After Blumenthal spoke, an international relations professor, Yael Aronoff, spoke on behalf of Hillel and made a point of saying she supports human rights and opposes West Bank settlements. She said it was a complex conflict, and that the student government shouldn’t have to pick sides because it was a conflict of “right vs. right.” She also claimed that only 150,000 Palestinians were expelled in 1948, and that the others left for different reasons. (750,000 Palestinians were expelled and never allowed to come back in 1948.)
A third guest speaker, history professor Victor Lieberman, was supposed to give an objective overview of the conflict. But SAFE members were upset at that, saying he was biased–and that showed in his presentation. Lieberman made claims like Israel withdrew from Gaza; that Abbas had said no to a peace deal with Ehud Olmert, a claim contradicted by the reporting of Bernard Avishai in the New York Times magazine; that the 1967 war was about deterring an attack meant to destroy Israel, ignoring that Israel attacked first; and that the BDS movement encourages Israeli emigration.
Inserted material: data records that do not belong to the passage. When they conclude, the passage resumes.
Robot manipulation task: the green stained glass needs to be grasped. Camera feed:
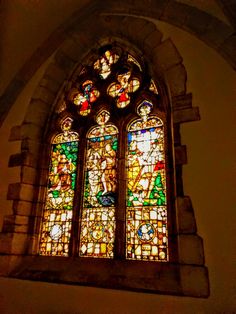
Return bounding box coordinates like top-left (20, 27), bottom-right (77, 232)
top-left (107, 69), bottom-right (140, 108)
top-left (80, 111), bottom-right (118, 258)
top-left (126, 102), bottom-right (168, 261)
top-left (40, 119), bottom-right (78, 256)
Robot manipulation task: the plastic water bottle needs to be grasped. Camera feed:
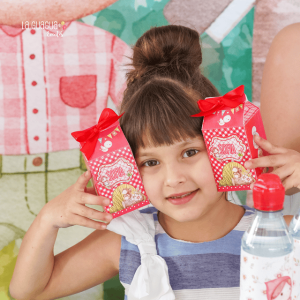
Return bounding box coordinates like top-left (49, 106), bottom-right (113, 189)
top-left (289, 206), bottom-right (300, 300)
top-left (240, 174), bottom-right (294, 300)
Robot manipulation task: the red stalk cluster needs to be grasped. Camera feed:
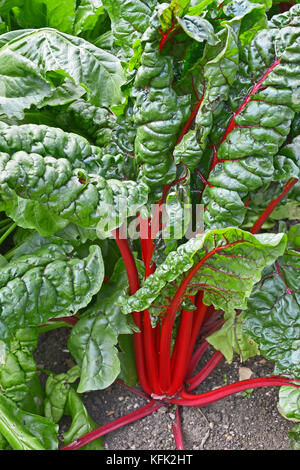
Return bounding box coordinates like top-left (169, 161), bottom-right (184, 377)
top-left (64, 55), bottom-right (300, 450)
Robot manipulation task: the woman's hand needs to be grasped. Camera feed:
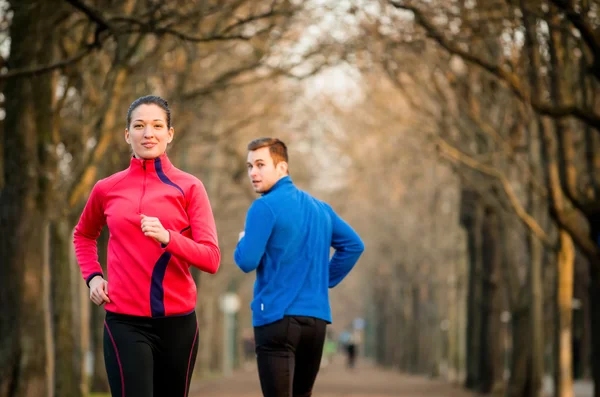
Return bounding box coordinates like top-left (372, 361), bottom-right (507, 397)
top-left (140, 214), bottom-right (171, 245)
top-left (89, 276), bottom-right (110, 306)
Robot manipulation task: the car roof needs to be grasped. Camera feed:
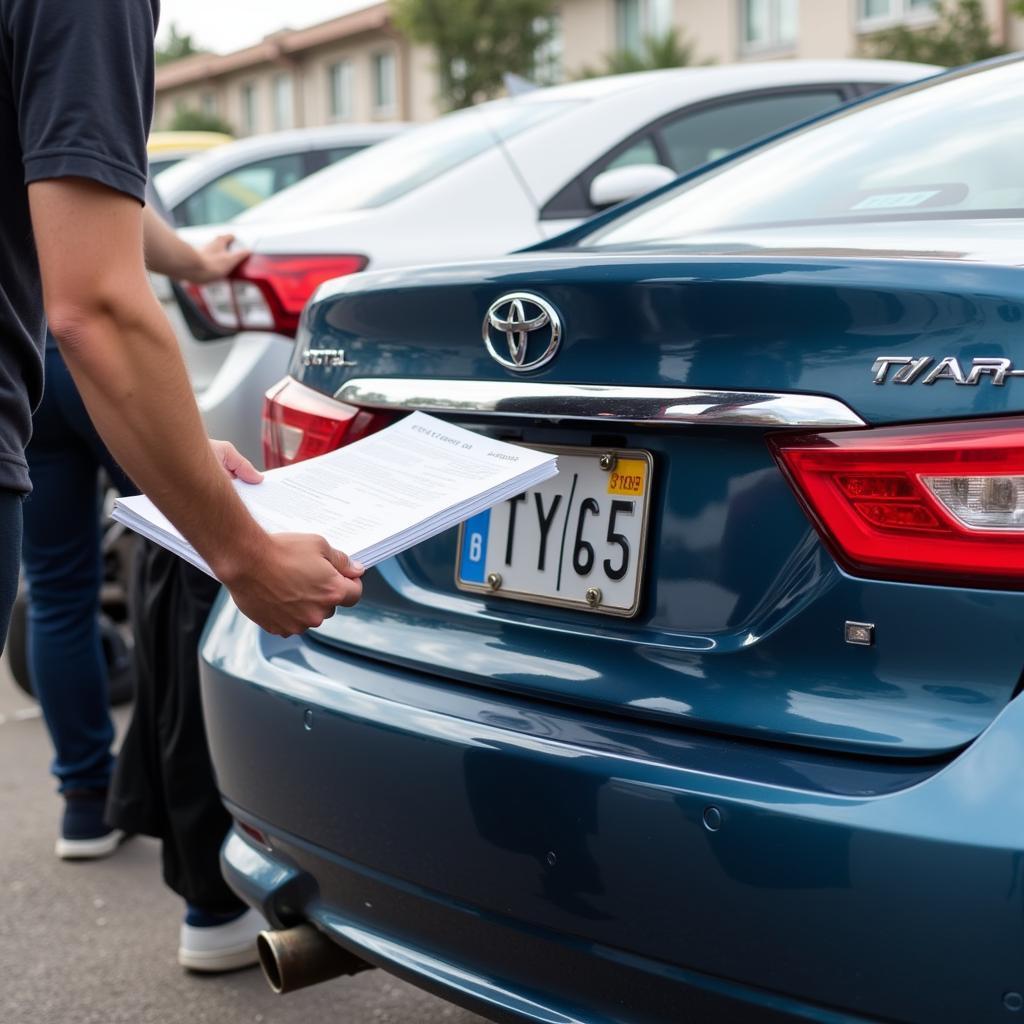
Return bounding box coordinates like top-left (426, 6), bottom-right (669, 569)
top-left (155, 122), bottom-right (409, 207)
top-left (515, 58), bottom-right (946, 103)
Loyola’s debate was also characterized by outside forces mobilizing to defend or defeat the resolution that passed last week. In that vote’s aftermath, pro-Israel students claimed that there was no opposition heard and that it was undemocratic, though SJP says they had been very public about the resolution for weeks. Sharif Abdallah said that the student government president told her he had met with members of StandWithUs and the Jewish United Front, who urged them to oppose divestment.
“The fact that senators were able to stand resilient in the face of that was brilliant,” said Abdallah.